SQL Server 2008: Sparse Columns

 

It’s been quite a while since I wrote a blog post on a flight but I happened to be playing with a CTP-6 VPC on the way down to Orlando and thought I’d do the first in a few posts on a cool feature of SQL Server 2008 – Sparse Columns.

One problem in database schema design is how to store heterogenous data types with many properties efficiently. Here’s an example (contrived) scenario – consider a document repository that can store up to 50 different kinds of documents, with a a few common properties (like document type, document name, last modification time) and 20 totally different attributes for each column type. The document repository needs to store the common fields, plus the per-document-type attributes for each document.

[Edit: I had several comments – thank you – that this example is too contrived and that normalization could give some benefit to it – ok- the example is *very* simple to illustrate the concepts involved. Now imagine the same example with thousands of document types and thousands of user-defined attributes per document – normalization is no longer applicable. This is the Sharepoint Server scenario that drives this feature.]

What are some of the options for this in SQL Server 2005?

Single table
Define a table with 1000+ columns to have allow all the document types to be stored in a single table. The first 20 columns could be for the common properties and then each subsequent set of columns stores the attributes for a single document type (e.g. columns 20-39 store the attributes for documents of type 1, columns 40-59 store the attributes for documents of type 2, and so on).

Comments on this architecture:

  • There is a huge amount of wasted space for each table row – as only a maximum of 40 columns (common fields plus per-document-type attributes) will have values in each 1000+ column record. Even if all the attributes are stored as nullable variable length columns (e.g. SQLVARIANT) then there’s still a minimum of 1-bit of storage required per column (for the null bitmap entry).

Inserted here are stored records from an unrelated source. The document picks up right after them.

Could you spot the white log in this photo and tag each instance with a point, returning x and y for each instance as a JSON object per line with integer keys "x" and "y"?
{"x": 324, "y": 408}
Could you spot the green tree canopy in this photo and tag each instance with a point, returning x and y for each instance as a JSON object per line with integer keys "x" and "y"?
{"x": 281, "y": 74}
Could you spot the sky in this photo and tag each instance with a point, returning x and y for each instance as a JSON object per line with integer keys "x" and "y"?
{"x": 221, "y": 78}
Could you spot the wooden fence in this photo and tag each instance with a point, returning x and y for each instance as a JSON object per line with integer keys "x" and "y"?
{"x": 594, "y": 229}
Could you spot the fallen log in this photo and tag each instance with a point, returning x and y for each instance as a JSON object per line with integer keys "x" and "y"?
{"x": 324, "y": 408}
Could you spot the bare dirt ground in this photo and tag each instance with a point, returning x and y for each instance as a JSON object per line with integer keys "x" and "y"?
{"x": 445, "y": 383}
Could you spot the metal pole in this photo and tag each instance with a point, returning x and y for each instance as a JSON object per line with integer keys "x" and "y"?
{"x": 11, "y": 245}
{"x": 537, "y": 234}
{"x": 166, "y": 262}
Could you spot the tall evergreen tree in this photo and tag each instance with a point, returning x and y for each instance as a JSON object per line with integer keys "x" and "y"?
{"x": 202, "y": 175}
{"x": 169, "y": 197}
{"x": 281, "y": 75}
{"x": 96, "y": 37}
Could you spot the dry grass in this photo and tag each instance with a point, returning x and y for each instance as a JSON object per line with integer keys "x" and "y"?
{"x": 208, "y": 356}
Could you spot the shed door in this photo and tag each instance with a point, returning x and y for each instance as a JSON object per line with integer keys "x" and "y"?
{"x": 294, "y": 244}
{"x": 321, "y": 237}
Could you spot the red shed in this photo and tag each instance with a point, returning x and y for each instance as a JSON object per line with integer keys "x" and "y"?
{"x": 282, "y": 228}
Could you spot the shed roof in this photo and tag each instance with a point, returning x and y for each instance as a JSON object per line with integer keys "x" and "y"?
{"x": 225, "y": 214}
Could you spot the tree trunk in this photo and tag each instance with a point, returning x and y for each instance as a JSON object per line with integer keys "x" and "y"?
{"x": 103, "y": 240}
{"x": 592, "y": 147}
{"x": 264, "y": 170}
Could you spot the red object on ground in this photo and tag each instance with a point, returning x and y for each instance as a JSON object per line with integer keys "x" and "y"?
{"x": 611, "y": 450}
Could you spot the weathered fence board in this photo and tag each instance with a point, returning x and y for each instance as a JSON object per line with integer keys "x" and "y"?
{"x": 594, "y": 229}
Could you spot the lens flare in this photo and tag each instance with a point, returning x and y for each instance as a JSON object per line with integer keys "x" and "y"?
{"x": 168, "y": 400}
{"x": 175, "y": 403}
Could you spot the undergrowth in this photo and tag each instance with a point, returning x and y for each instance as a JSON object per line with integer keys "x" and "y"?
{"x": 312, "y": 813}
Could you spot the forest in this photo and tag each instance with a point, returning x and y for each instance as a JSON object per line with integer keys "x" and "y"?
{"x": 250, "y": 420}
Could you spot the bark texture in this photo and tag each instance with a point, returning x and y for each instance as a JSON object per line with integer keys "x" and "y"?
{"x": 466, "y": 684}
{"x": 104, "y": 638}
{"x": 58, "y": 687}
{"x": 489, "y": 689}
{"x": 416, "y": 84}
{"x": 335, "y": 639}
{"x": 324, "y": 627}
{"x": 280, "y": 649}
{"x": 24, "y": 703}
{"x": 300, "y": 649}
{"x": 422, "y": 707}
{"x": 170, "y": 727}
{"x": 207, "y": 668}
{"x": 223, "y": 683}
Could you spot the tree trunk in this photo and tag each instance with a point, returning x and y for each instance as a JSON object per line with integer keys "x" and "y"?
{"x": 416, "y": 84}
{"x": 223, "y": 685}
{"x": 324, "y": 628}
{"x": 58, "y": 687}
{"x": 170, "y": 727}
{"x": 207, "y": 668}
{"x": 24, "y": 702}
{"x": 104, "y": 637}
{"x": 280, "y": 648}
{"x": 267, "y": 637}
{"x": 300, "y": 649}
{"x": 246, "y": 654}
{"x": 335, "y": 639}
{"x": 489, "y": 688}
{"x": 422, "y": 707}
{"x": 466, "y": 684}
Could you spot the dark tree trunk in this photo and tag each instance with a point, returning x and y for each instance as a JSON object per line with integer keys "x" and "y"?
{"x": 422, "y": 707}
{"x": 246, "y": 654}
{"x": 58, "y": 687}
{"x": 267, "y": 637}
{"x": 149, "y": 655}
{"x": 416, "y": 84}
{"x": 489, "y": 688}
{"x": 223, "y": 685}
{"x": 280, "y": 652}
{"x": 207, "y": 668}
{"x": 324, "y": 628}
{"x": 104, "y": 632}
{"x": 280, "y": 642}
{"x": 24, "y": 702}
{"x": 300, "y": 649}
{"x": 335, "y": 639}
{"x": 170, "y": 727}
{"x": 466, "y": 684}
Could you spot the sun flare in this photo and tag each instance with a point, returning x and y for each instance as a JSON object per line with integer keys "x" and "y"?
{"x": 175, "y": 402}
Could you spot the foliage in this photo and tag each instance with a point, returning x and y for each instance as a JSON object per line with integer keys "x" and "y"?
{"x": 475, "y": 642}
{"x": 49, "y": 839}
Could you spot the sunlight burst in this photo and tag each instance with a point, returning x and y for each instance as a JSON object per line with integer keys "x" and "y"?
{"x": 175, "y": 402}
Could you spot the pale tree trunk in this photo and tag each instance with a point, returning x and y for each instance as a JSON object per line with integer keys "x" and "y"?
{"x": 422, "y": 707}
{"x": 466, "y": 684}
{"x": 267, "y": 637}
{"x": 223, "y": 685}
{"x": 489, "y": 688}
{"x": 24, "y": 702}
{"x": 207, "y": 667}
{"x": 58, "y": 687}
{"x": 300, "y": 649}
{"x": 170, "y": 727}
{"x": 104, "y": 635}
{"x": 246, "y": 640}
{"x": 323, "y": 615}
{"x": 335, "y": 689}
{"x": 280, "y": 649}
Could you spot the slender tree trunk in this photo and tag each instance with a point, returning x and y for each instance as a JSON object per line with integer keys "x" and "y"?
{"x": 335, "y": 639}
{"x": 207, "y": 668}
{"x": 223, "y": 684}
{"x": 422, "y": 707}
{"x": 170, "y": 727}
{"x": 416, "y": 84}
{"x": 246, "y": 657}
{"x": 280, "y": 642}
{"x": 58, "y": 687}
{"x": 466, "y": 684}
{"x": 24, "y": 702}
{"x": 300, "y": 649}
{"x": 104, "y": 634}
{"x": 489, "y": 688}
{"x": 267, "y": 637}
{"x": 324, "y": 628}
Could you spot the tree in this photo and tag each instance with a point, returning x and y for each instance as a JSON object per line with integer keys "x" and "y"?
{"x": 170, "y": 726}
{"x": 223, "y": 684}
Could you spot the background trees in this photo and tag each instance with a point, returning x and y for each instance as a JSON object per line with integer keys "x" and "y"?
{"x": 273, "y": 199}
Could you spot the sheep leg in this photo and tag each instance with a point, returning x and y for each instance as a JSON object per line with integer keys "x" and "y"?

There’s also the CPU overhead of having to crack the SQLVARIANT columns, and the storage overhead of having them in the first place.
  • The 8060 byte record size limit effectively limits the number and datatypes of columns that can be defined per record. You could easily have 1000 4-byte INT columns per record, for instance, but combinations of wider data-types becomes tricky.
  • There is a 1024 column limit per table. This puts a hard stop on the number of document types we can stores in our example.
  • Efficient indexes are impossible. Even if the index is defined to only contain the columns representing the attributes for a particular document type, they would still have a row for every document, regardless of the document type.

Vertically partition
Vertically partition the document repository such that each document type has its own table.

Comments on this architecture:

  • This allows an effectively unlimited number of document types to be supported, with a larger number of attributes for each document type, and with much more efficient indexes.
  • However, any operation that needs to operate over the entire document repository has to join all the tables (e.g. select all documents with a last modification date in the last 7 days)

Property bag
Use a table where the per-document-type properties are stored in a LOB value (somtimes called a property bag).

Comments on this architecture:

  • This also allows an effectively unlimited number of document types and attributes.
  • Accessing attributes is very slow and expensive, requiring reading into an offset inside the LOB column.
  • Indexing over attributes is going to be very expensive – requiring a computed column (to extract the attribute from the LOB value) for each attribute to be indexed

XML
Define an XML column which effectively acts as a property bag.

Comments on this architecture:

  • This also allows an effectively unlimited number of document types and attributes.
  • Accessing attributes is faster than using a LOB property bag but slower than regular columns, and requires XQuery operations.
  • Indexing is possible using XML indexes, but they’re very space inefficient (a primary XML index shreds the entire XML column, and the XML column remains)

Basically – there’s no good way to do it in SQL Server 2005 or before.

Enter SQL Server 2008 with sparse columns.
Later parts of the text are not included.